Every tool added to an AI agent comes with a schema. Every schema costs tokens. On a 226-tool Hermes Agent deployment, the full tool catalog consumes roughly 53,994 tokens per request - between 34 and 67 percent of a 131,072-token context window, depending on the model. That cost is paid on every turn, regardless of whether the task needs two tools or two hundred.

Tool Search, a progressive tool disclosure feature merged into Hermes Agent on May 29, 2026, hides MCP and plugin tools behind three bridge tools when the catalog exceeds a configurable threshold. The model sees four routing stubs instead of the full catalog. A BM25 retrieval layer finds relevant tools on demand. An optional embedding reranker, proposed the following day, improves recall when query vocabulary and tool vocabulary diverge.

How it works

When the deferrable tool surface surpasses 10 percent of the model's context window (configurable as threshold_pct), Tool Search activates automatically. Core Hermes tools - terminal, read_file, write_file, patch, search_files, browser_*, send_message, and messaging primitives - are never deferred. Only MCP tools and non-core plugin tools enter the searchable catalog.
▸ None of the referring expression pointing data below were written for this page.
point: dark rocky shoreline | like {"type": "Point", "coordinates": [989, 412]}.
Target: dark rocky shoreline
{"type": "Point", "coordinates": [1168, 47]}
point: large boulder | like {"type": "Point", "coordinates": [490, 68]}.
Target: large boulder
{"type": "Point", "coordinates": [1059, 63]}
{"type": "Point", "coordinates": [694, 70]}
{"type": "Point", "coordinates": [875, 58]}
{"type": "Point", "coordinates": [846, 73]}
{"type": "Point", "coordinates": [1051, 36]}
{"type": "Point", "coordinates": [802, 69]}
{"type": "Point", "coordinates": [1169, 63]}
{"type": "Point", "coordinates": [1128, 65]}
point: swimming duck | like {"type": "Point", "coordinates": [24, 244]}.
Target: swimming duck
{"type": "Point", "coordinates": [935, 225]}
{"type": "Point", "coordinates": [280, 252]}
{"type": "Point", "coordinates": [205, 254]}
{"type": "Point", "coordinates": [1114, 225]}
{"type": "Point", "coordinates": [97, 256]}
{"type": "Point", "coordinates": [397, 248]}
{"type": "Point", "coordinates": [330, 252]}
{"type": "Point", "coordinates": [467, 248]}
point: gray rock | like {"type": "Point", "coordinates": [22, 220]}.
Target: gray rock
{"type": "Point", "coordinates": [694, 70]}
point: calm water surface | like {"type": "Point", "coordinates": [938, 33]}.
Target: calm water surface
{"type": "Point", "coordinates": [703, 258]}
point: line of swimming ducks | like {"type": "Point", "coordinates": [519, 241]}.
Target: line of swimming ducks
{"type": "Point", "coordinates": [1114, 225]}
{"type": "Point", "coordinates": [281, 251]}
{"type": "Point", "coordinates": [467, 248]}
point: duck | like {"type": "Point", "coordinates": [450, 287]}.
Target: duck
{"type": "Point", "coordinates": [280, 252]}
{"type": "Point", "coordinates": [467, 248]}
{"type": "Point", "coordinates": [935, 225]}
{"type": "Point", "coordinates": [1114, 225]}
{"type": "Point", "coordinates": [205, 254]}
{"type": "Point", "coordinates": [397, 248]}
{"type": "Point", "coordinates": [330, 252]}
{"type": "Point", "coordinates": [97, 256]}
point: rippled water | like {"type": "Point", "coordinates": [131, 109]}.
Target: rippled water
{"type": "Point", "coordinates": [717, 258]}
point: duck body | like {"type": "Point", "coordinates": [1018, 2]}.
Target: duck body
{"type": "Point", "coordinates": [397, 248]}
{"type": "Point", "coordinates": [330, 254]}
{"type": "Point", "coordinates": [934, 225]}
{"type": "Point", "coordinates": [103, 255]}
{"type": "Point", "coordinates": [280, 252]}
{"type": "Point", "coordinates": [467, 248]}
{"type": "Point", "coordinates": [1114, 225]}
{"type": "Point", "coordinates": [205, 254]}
The model receives three bridge tools:

  • tool_search - retrieves relevant tools from the catalog using BM25 keyword matching
  • tool_describe - returns the full JSON schema for a specific tool
  • tool_call - invokes the underlying tool, with the executor unwrapping the bridge so guardrails, plugin hooks, and tool-progress callbacks see the real tool name

The catalog is rebuilt from live tool definitions on every assembly - there is no session-keyed cache that could carry stale state across turns. This design explicitly addresses a known class of failure from earlier progressive-disclosure implementations, where isolated cron turns could lose access to requested tools because the catalog carried forward from a previous state.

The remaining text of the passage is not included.